The story features three such women: the mercurial, experienced at the hows and whys of Haiti and its beach boys Ellen (Charlotte Rampling), the basically depressed and debauched Brenda (Karen Young) and the wise, knows the scoop, been there, done that and wants to do it again French Canadian, Sue (Louise Portal). All three have been to Haiti previously and all, for better or worse, are back as this film begins.
Without a doubt the center of Ellen and Brenda's attention is the charismatic Legba: coal black, wide smile, welcoming, willing and emotionally and physically available at all times for both of them...a neat trick as its hard enough to keep one woman happy, but two? But human beings being human beings things go awry pretty quickly.
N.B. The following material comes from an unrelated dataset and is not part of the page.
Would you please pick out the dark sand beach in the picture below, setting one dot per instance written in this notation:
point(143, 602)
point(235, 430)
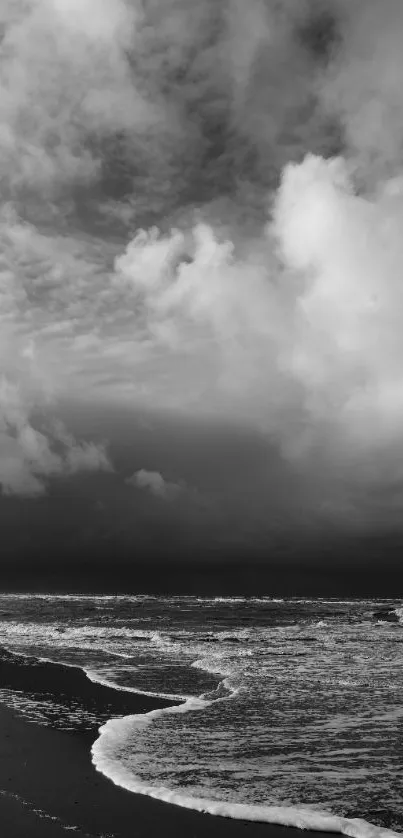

On the surface it would seem that Legba is being manipulated and used but on closer inspection it is Legba who holds all the cards and he deals them as he sees fit. Legba is in charge and it is Ellen and Brenda who willingly do his bidding. And Menothy Cesar's Legba is more that up to all this attention and scrutiny: his Legba is wise, intelligent, thoughtful, loving, family oriented...not just a piece of meat, in other words, not available to the highest bidder.
The young, virile Haitians are the prizes in Cantet's heady, jasmine scented, tropical world and they use their youthful potency and attractiveness as the currency that will translate into a one-way ticket to a life out of their everyday poverty and squalor.